The first architectural decision in any data pipeline is timing: do you process data in chunks on a schedule, or do you process it continuously as it arrives? The answer is almost always batch. Streaming is powerful, but it is expensive, complex, and unnecessary for most use cases.

Batch Processing

Batch processing means collecting data over a period of time and processing it all at once.

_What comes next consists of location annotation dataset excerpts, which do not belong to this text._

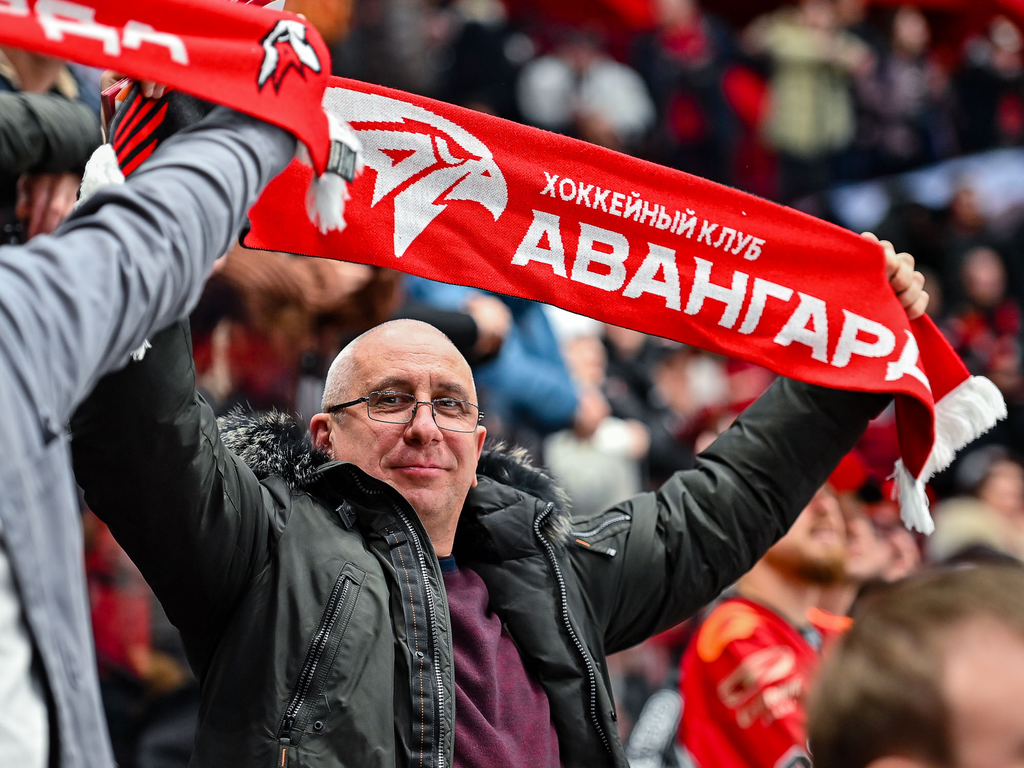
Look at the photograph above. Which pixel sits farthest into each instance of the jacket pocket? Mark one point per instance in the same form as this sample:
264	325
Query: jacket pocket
318	659
599	532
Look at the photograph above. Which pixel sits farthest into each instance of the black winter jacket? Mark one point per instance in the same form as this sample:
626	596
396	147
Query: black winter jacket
311	603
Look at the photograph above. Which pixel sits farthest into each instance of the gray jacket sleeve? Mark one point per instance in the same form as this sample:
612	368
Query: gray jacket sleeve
45	133
130	260
657	558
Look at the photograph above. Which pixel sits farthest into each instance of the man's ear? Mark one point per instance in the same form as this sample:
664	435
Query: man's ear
320	433
481	435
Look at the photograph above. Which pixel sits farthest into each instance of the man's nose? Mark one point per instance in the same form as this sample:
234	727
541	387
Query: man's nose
423	427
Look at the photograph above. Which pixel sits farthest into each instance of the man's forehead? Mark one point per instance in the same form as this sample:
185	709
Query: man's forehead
400	360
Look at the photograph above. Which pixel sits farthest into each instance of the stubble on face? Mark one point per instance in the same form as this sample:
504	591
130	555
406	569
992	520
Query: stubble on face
433	469
814	550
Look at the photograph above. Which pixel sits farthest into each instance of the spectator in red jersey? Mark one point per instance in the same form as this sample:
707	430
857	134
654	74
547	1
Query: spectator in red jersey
744	676
986	330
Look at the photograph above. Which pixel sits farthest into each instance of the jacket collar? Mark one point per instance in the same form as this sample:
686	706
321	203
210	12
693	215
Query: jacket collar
508	497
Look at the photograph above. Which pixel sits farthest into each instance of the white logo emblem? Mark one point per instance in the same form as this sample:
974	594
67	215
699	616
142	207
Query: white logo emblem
285	47
427	160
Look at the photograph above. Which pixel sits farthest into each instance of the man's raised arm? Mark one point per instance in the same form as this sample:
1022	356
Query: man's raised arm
131	260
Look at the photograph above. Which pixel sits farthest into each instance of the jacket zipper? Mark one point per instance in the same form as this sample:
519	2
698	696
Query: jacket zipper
431	615
335	604
602	526
436	640
563	593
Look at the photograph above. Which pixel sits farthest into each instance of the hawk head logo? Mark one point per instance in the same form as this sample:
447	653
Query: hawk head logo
426	161
285	48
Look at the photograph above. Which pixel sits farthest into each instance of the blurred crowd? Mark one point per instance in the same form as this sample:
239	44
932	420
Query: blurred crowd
792	104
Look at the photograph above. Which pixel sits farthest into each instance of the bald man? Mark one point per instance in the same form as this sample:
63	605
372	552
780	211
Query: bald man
391	594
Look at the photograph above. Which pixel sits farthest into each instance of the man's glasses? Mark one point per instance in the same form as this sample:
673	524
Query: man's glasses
399	408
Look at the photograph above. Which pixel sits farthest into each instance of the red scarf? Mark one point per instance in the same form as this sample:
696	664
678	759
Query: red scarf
465	198
462	197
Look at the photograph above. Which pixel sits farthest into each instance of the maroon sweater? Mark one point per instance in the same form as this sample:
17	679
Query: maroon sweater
502	713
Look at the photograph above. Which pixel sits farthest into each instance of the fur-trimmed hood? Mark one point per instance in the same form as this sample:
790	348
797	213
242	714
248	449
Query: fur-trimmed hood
272	443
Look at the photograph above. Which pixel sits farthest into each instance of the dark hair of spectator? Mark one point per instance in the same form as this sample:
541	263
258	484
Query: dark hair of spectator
880	691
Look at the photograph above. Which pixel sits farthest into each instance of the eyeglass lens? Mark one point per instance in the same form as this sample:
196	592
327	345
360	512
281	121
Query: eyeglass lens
398	408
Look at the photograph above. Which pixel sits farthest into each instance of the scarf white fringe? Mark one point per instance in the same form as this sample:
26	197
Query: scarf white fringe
327	195
101	170
965	414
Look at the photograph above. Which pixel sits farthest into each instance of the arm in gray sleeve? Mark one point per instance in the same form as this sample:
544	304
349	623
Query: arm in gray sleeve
129	261
45	133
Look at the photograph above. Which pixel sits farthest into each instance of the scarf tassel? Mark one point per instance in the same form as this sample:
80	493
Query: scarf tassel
966	413
327	195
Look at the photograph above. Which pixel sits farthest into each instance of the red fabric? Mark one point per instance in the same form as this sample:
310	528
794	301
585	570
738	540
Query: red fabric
467	198
743	682
245	56
121	606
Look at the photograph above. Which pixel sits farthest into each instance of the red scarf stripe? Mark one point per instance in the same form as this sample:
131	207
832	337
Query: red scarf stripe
139	158
138	111
144	132
469	199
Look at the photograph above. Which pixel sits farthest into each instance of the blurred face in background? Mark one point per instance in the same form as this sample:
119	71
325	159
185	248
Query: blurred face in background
984	278
910	33
1003	488
814	550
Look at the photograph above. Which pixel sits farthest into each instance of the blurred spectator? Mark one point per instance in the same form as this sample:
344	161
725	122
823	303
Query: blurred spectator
683	62
482	57
811	120
990	88
879	548
851	15
632	393
525	390
580	90
47	133
598	461
264	316
904	117
988	514
985	330
929	675
966	227
747	672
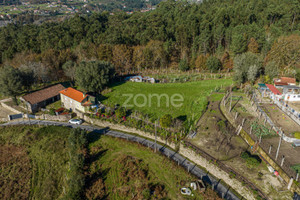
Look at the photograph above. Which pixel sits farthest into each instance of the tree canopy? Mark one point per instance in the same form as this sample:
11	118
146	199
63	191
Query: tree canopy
92	76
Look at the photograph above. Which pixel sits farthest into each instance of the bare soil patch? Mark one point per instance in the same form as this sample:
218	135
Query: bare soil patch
15	173
5	112
215	136
281	119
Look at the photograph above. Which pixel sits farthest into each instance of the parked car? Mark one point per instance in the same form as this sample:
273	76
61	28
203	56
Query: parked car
75	121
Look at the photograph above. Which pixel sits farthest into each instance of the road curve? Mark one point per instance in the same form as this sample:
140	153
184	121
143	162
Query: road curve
215	183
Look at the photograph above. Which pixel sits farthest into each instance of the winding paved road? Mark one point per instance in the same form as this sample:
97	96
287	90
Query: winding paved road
222	190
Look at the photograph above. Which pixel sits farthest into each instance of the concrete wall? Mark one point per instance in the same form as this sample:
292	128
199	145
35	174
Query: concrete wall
62	118
292	97
69	103
10	108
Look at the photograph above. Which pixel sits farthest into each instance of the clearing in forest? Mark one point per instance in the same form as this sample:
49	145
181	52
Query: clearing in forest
194	97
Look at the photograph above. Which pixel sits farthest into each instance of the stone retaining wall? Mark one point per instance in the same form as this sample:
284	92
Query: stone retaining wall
10	108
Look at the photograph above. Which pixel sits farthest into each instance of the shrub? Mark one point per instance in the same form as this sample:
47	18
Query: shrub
183	65
121	112
251	160
213	64
165	121
52	111
297	135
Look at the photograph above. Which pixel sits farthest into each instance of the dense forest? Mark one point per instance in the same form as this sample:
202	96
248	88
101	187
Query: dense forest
213	35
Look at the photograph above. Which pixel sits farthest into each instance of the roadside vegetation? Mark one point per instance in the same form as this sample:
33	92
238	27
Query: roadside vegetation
125	170
63	163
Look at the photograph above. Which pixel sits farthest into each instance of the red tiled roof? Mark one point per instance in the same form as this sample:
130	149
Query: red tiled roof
280	83
74	94
273	89
288	80
43	94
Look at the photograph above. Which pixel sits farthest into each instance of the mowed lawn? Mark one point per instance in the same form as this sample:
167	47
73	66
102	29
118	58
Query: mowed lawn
132	171
194	95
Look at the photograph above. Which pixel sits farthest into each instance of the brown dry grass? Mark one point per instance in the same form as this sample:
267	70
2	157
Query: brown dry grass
15	173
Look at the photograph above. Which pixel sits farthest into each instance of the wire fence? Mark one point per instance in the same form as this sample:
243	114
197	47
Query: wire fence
270	149
226	168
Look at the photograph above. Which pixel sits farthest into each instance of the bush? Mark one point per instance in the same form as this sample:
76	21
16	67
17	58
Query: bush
52	111
183	65
297	135
121	112
165	121
213	64
251	160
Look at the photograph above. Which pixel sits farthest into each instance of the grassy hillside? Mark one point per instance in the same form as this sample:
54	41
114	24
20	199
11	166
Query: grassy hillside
36	162
193	93
54	163
123	170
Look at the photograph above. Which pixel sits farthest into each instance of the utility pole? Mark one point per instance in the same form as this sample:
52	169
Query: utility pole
280	139
28	114
155	137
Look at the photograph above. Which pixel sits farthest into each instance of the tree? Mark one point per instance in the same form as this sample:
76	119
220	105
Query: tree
10	82
40	71
285	51
200	62
70	69
27	75
242	65
239	43
226	61
213	64
183	65
165	121
122	57
120	112
253	46
252	73
93	75
271	70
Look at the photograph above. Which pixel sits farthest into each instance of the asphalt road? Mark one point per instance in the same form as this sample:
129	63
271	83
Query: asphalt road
222	190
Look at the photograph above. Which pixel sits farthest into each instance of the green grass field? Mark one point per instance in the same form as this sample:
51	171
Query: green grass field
194	97
131	170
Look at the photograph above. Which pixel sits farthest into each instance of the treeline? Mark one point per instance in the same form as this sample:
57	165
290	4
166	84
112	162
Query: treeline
177	34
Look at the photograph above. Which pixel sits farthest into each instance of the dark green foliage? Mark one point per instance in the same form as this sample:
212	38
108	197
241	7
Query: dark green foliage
76	180
120	112
166	121
213	64
271	70
10	82
251	160
52	111
69	69
184	29
183	65
92	76
247	67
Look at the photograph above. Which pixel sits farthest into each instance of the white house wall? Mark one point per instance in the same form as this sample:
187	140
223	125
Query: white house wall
71	103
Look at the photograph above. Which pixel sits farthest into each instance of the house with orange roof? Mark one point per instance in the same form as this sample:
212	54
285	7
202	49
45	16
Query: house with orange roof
75	100
284	81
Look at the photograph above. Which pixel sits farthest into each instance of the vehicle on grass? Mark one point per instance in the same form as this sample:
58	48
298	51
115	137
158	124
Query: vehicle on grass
75	121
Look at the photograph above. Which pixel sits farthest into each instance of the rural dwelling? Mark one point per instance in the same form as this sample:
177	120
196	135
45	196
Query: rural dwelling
39	99
279	82
291	93
273	92
74	100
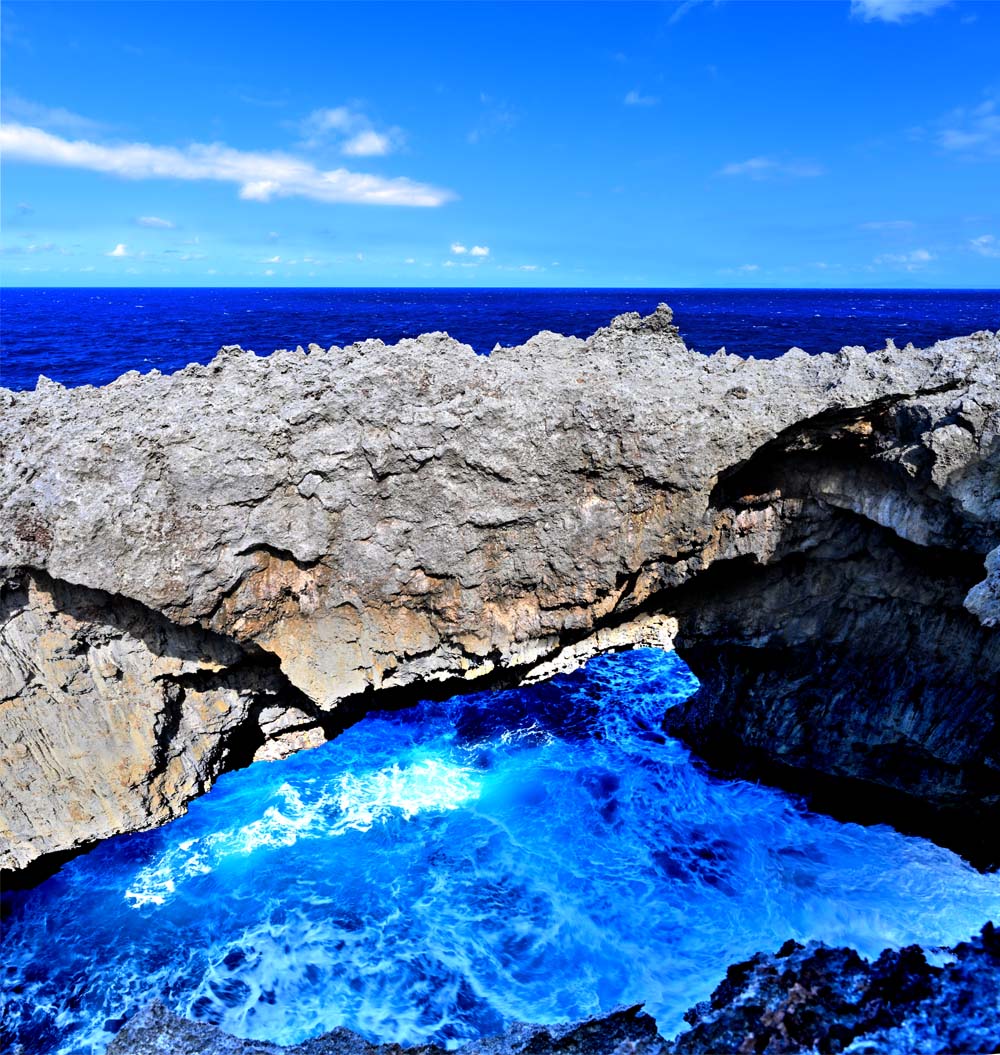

A daily pipeline that runs at 2 AM, processes yesterday's events, and writes the results to a warehouse table is batch processing.

How Batch Works

Events accumulate        Batch job runs          Results available
throughout the day       at scheduled time       for querying
                         
[event] [event]          +---------------+       +-----------+
[event] [event]   --->   | Read all new  |  ---> | Updated   |
[event] [event]          | Transform     |       | warehouse |
[event] [event]          | Write results |       | table     |
                         +---------------+       +-----------+

Timeline:  |-- Day 1 events --|-- 2 AM job --|-- Results ready ~3 AM --|

A typical batch pipeline in SQL:

-- Daily batch job: aggregate yesterday's orders
INSERT INTO analytics.daily_order_summary
SELECT
    DATE(order_timestamp) AS order_date,
    region,
    COUNT(*) AS total_orders,
    SUM(order_amount) AS total_revenue,
    AVG(order_amount) AS avg_order_value
FROM raw.orders
WHERE DATE(order_timestamp) = CURRENT_DATE - INTERVAL '1 day'
GROUP BY DATE(order_timestamp), region;

Why Batch Is Usually Enough

Most analytical questions do not require data from the last five minutes. "How did revenue compare to last quarter?" works fine with data that is a day old. "Which marketing channel has the best conversion rate?" does not change meaningfully between hourly refreshes.

Batch processing has concrete advantages:

  • Simpler to build and debug. A batch job either succeeds or fails. You can rerun it. You can inspect the input and output. Streaming failures are harder to diagnose because state is distributed and time-dependent.
  • Cheaper to operate. Batch compute spins up, does its work, and shuts down. Streaming compute runs continuously, which means you are paying for idle capacity during low-traffic periods.
  • Easier to guarantee correctness. When you process a complete day of data, you know you have all of it. With streaming, you have to handle late-arriving data, out-of-order events, and exactly-once semantics.
  • Better tooling. SQL-based transformation tools (dbt, stored procedures) are mature and well-understood. Streaming frameworks have steeper learning curves and fewer practitioners.

Batch Intervals

Batch does not mean daily. Common intervals:

  • Hourly — Good for operational dashboards. Fresh enough for most internal use cases.
  • Daily — The most common interval. Runs overnight, results ready by morning.
  • Weekly/Monthly — For aggregated reports, billing calculations, or data that changes slowly.
  • Micro-batch (every 5-15 minutes) — A pragmatic middle ground between batch and streaming. Tools like Spark Structured Streaming support this natively.

The right interval depends on the question: how stale can this data be before someone makes a bad decision?

Streaming Processing

Streaming processing means handling each event (or small groups of events) as it arrives, with latency measured in seconds or less. A fraud detection system that evaluates each transaction in real time is streaming processing.

How Streaming Works

Events arrive             Processed              Results available
continuously              immediately             in real time

[event] ---> +----------+ ---> [result]
[event] ---> | Stream   | ---> [result]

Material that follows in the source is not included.